Rylex sat up instantly, breath held.

Then Dani’s voice drifted through the door, tired but calm.
“Just me, Ry. Getting water.”

Rylex relaxed an inch.

Just an inch.

She lay back down, pulling the blanket to her chest, gripping the fabric until her knuckles ached. The exhaustion washed over her in heavy waves until her eyes finally slipped closed.

She dreamed of Jaxon.

But not in the way she used to — not the yelling, not the fists through walls, not the twisted apologies.

She dreamed of him sitting in his recliner, the TV flickering on his face, that empty expression she’d seen earlier that night.

The emptiness that made her leave.

In the dream, he turned his head slowly, looking straight at her.
His voice was low, steady, familiar.

“Hope… you think I won’t find you?”

Her eyes snapped open.

Someone was knocking.

Three slow, heavy knocks.

Knuckles against wood.
Not loud.
Not frantic.

Controlled.

Rylex’s blood ran cold.

She slipped out of bed and crept toward the door, every step silent, her body trembling so hard she had to grip the wall. She pressed her ear to the door.

Dani whispered from the living room, “Rylex… stay in the room. Don’t move.”

But Rylex was already there.

The knocks came again.

Dani approached the front door, voice steadying itself like someone preparing to walk onto thin ice.

“Who is it?” she called.

A beat of silence.

Then a man’s voice, muffled but smooth:

“Hey. Sorry to bother you. I’m… looking for someone.”

Rylex’s stomach twisted.

Dani didn’t open the door. “Who?”

Another pause. A soft chuckle — polite, practiced.

“Rylex Carter.”

Rylex’s hand flew to her mouth.

Dani’s eyes widened, flicking toward the bedroom door. She spoke louder this time, firm.

“No one by that name lives here.”

“Oh,” the man said lightly. “My mistake.”

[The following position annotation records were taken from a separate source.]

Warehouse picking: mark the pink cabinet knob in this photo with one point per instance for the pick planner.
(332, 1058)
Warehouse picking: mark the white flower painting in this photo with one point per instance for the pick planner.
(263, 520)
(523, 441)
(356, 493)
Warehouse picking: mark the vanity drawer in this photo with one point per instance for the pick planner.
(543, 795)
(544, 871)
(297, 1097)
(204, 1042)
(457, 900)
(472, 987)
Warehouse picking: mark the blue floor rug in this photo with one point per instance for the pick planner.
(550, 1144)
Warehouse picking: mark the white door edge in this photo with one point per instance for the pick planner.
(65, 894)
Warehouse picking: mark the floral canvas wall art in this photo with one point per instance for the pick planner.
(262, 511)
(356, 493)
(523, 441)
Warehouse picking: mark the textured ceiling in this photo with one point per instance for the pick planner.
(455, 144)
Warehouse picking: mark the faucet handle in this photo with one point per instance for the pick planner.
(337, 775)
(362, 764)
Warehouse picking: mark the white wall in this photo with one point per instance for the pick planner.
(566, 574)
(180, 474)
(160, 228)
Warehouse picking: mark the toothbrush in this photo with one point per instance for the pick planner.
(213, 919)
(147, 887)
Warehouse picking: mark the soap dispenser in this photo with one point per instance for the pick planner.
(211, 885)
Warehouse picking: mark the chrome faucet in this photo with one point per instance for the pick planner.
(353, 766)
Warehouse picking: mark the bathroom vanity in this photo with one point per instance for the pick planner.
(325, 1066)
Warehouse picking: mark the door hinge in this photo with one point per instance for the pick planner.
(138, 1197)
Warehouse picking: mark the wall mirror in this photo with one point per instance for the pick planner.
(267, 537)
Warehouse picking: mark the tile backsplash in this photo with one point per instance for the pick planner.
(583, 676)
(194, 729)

Footsteps followed — slow ones — fading down the hall.

Dani stayed still, listening.
Rylex didn’t breathe.

Thirty seconds.
A minute.
Two.

Finally, Dani cracked the curtains just enough to peek.

Her whisper was sharp and terrified:

“Rylex… the SUV is gone.”

Rylex’s knees buckled. She caught the wall, dropping to a crouch as tears stung her eyes.

Dani rushed to her, pulling her into a tight hug.

“It’s okay,” she said. “We’re going to figure this out.”

But Rylex shook her head violently.

“No,” she choked out. “You don’t understand.”

She lifted her face, pale as moonlight.

“That wasn’t Jaxon’s voice.”

Dani froze.

“What do you mean?”

Rylex swallowed.

“I mean… whoever that was… that wasn’t him.”

Her whole body shivered.

“And if it wasn’t Jaxon…”
Her voice cracked.

“…then someone else is looking for me.”